Yeah, the tax guide itself doesn't mention the 2350, though the GIH does. Sorry about that. Last year (or the year before?) there was a question posted on the forums about the difference between the 2350 and 4868 forms and which form should be used by JETs. I emailed the IRS about it at the time and received the following reply.
Summary of the reply: file Form 4868 to receive a 6-month extension. If 6 months is insufficient, then file Form 2350.
Your Question Was:
I am an overseas taxpayer who expects to qualify for the physical presence test on the 2555ez. However, I have not resided overseas for the necessary 330 days in a 12 month period beginning or ending in 2009. I plan on applying for a filing extension beyond the 2-month automatic extension for residents overseas at the time of the filing deadline. My question is which form I should use to file for this extension. I read the instructions in Publication 54, and it appears to me that both the 4868 and 2350 can be used to apply for an extension. Is this correct? I am planning on using the 4868 to apply for a 6-month extension, which would then give me the necessary 330 days in a 12-month period. Thank you for your help.
The Answer To Your Question Is:
Thank you for your inquiry. We apologize for the delay in our response. Since you stated that the 6 month extension was sufficient, you would use the Form 4868, Application for Automatic Extension of Time To File U.S. Individual Income Tax Return, to request the extension. Generally Form 2350, Application for Extension of Time To File U.S. Income Tax Return, is used to request extensions beyond 6 months. Please refer to the following information.
If you are not able to file your return by the due date, you generally can get an automatic 6-month extension of time to file (but not of time to pay). To get this automatic extension, you must file a Form 4868. You generally cannot get an extension of time to file of more than 6 months. However, if you are outside the United States and meet certain tests, you may be able to get a longer extension.
You can get an extension of time to file your tax return if you need the time to meet either the bona fide residence test or the physical presence test to qualify for either the foreign earned income exclusion or the foreign housing exclusion or deduction. The tests, the exclusions, and the deduction are explained in Publication 54, Tax Guide for U.S. Citizens and Resident Aliens Abroad, and the instructions for Form 2555, Foreign Earned Income.
You should request an extension if all three of the following apply, you are a U.S. citizen or resident alien, you expect to meet either the bona fide residence test or the physical presence test, but not until after your tax return is due, and your tax home is in a foreign country (or countries) throughout your period of bona fide residence or physical presence, whichever applies.
Generally, if you are granted an extension, it will be to 30 days beyond the date on which you can reasonably expect to qualify under either the bona fide residence test or the physical presence test. However, if you have moving expenses that are for services performed in 2 years, you may be granted an extension to 90 days beyond the close of the year following the year of first arrival in the foreign country.
To obtain an extension, you should file Form 2350 (PDF) with the Internal Revenue Service office specified in the the instructions for Form 2350.

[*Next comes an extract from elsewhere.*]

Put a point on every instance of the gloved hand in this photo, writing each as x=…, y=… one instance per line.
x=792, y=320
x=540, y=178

You must file Form 2350 by the due date for filing your return. Generally, if both your tax home and your abode are outside the United States and Puerto Rico on the regular due date of your return and you file on a calendar year basis, the due date for filing your return is June 15. Thank you for using this service.
That said, JETs have gotten by just fine filing either form. The 4868 is much easier to fill out, though.
I'm seeking clarification for something that may mess with more JETs this year than usual thanks to the Tohoku-Kanto Disaster. It's my understanding that US JETs who are in the US for 26 days or more in one 12 month period cannot use the foreign income exclusion form 2555-EZ. Are they still able to file using the standard 2555 form? Or must they then pay taxes on their Japanese income? This has the potential to affect any JETs who returned to their home countries in the wake of the disaster.
In order to pass the Form 2555-EZ Physical Presence Test, you have to be outside the US for at least 330 full days either during the tax year in question or during a 12-month period starting or ending in the tax year. The or during a 12-month period starting or ending in the tax year
stipulation is what allows all first-year JETs to have their income excluded even though they weren't residing overseas for the whole tax year. But this can work for 2nd-5th year JETs who made several or longer trips home during the year. Let's say you made two trips home during 2010, August 1-25 and December 15-31. This means you would have spent 42 days in the US (365-42=323 days) and would not qualify for the exemption if it were based on the entire 2010 year. What you'd need to do is enter dates on Line 2b of the 2555-EZ to give you a 12-month period starting or ending in 2010 during which you were outside the US for 330 or more full days. In this case, you could use December 15, 2009-December 14, 2010. This would give you 340 days outside the US during a 12-month period. This does decrees the amount of your foreign earned income exclusion on Part IV of the form, but as long as a sufficient portion of the 12-month period you use on Line 2b is in 2010 your exclusion will still be enough to cover one year of JET remuneration.